Best LLM for
Factual Accuracy
Vectara HHEM measures summarization faithfulness. SimpleQA adds published factual-recall evidence, but it is reported by OpenAI. BasedAGI does not name the least-hallucinating model until two current independent sources cover at least 20 callable models.
One independent source is not enough for a least-hallucinating claim, and a lab-published score is not independent corroboration. The source measurements remain available for inspection.
A 97% versus 94% factual consistency rate implies 3% versus 6% inconsistent summaries on that measure: twice the failure rate, not a cosmetic difference.
If deployment constraints require an open-weight model, compare its current measured factuality row against the leader. Do not infer factuality from weight availability or vendor claims.
HHEM tests summarization faithfulness; SimpleQA tests factual recall. A model that scores well on one may not score well on the other. Always evaluate on your specific task — a model that rarely hallucinates in summaries may still confabulate on open-domain questions.
Low hallucination matters most for legal document review, medical information, RAG pipelines, and any application where invented facts cause real harm. For creative writing or brainstorming, hallucination score is irrelevant — pick by writing or EQ score instead.
Which LLM hallucinates the least?
No broad factuality winner is published yet. Vectara HHEM is independent evidence; SimpleQA is vendor-published and cannot provide the current two-source corroboration required across 20 callable models.
What is Vectara HHEM?
HHEM (Hughes Hallucination Evaluation Model) is an independent benchmark by Vectara that measures how often LLMs introduce factual inconsistencies when summarizing documents. Models are scored on Factual Consistency Rate (0-100%), where higher means fewer hallucinations.

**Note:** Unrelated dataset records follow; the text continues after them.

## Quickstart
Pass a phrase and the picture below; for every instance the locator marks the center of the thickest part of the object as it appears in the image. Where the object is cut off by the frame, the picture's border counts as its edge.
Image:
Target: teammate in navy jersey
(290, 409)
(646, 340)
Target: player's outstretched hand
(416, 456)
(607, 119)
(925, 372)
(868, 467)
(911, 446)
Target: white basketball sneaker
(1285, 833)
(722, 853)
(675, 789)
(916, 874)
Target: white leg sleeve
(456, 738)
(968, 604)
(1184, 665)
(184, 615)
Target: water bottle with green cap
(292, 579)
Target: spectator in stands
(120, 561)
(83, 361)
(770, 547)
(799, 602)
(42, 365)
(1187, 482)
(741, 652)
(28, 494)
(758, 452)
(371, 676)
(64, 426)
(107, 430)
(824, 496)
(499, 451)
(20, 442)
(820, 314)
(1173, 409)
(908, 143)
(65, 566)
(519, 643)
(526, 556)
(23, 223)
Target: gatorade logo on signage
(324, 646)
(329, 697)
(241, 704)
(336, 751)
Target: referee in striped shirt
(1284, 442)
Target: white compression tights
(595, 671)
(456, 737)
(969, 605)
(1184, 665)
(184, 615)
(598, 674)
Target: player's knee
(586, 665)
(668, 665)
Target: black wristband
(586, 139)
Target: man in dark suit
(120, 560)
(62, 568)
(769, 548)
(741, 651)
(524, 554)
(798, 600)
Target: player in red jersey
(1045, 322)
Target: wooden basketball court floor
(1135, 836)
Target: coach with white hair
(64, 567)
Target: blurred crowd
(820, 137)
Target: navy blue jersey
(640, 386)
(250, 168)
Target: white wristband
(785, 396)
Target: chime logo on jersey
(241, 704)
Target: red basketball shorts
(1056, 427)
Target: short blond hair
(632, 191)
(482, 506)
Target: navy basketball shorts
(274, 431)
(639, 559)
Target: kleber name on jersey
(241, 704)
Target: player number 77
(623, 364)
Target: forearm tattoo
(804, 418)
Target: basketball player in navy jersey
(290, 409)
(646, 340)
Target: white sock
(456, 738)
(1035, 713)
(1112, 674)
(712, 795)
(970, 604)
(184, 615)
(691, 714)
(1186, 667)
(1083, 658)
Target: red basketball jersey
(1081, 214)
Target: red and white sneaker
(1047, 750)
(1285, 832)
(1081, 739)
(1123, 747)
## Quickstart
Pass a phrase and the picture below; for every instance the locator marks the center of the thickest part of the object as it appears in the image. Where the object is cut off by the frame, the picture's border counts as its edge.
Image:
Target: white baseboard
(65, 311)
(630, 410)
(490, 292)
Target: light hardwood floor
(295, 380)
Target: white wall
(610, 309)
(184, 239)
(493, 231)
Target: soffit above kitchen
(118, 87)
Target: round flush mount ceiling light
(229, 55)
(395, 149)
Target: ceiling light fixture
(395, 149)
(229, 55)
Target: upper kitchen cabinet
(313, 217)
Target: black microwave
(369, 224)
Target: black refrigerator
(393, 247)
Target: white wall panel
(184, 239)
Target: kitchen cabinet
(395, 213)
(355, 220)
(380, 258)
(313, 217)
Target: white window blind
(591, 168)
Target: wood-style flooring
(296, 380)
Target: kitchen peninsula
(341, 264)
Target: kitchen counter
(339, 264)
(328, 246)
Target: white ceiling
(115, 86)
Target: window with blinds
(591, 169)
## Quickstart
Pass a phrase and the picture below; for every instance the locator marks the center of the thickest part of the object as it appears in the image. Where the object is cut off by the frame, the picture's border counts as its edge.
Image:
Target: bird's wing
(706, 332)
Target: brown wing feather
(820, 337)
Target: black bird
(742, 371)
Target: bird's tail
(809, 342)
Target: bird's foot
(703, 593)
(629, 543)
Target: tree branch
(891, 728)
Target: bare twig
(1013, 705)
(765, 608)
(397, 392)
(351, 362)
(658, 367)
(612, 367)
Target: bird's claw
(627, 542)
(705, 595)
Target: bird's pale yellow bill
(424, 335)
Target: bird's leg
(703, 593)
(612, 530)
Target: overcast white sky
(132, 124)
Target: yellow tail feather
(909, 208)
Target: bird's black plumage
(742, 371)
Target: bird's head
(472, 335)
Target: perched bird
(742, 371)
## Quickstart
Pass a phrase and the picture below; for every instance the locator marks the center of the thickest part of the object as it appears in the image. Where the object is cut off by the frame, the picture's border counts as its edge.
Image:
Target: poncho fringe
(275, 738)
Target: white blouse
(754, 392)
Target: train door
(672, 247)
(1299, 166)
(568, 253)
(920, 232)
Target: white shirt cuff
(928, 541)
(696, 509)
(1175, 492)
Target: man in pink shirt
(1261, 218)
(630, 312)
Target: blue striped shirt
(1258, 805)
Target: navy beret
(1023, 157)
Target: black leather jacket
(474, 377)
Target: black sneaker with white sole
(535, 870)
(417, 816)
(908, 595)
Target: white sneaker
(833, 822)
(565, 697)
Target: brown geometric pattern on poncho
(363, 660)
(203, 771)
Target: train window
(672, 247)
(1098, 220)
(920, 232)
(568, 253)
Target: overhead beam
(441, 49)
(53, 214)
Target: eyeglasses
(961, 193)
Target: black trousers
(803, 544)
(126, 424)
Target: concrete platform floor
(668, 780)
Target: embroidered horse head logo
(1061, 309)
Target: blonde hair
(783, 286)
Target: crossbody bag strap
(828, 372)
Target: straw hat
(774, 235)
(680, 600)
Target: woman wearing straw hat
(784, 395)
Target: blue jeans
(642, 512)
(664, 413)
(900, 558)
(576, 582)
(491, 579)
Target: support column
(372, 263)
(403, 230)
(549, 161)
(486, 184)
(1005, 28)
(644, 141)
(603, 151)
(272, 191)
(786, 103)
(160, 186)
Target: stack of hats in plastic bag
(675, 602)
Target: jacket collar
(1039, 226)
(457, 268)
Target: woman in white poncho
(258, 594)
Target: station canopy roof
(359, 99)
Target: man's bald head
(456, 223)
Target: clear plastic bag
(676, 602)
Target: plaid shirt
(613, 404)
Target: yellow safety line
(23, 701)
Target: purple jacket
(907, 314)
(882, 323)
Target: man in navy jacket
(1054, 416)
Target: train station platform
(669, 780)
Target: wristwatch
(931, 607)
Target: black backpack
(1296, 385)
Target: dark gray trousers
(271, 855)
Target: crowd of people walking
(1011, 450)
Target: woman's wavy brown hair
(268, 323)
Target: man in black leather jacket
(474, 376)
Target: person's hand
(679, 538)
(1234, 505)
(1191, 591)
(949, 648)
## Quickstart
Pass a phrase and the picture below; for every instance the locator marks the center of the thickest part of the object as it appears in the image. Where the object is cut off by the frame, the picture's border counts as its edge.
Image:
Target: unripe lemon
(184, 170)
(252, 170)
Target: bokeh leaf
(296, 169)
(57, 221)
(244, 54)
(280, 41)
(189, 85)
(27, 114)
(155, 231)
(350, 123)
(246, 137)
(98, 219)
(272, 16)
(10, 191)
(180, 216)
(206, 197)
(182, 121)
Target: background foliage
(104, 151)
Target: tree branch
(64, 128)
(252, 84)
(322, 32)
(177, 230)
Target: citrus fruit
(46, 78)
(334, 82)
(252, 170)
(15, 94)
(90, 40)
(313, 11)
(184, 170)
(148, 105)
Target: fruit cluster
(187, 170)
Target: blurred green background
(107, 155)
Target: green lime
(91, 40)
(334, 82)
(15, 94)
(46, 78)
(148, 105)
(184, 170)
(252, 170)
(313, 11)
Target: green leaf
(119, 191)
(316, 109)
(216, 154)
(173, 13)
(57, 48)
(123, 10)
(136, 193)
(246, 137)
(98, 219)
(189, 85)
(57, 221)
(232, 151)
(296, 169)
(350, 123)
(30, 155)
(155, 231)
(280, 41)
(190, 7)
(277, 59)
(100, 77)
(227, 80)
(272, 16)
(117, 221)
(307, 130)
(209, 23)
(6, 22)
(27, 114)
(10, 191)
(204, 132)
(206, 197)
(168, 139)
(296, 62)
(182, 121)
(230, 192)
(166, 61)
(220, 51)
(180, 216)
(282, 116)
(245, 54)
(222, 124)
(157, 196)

How reliable is hallucination benchmarking?
Hallucination benchmarks measure different failure modes. Vectara HHEM focuses on summarization faithfulness — whether a model invents details not in the source document. SimpleQA measures factual recall on closed-domain questions. Neither captures all hallucination types. Models that score well on summarization may still hallucinate on open-domain questions or multi-step reasoning tasks.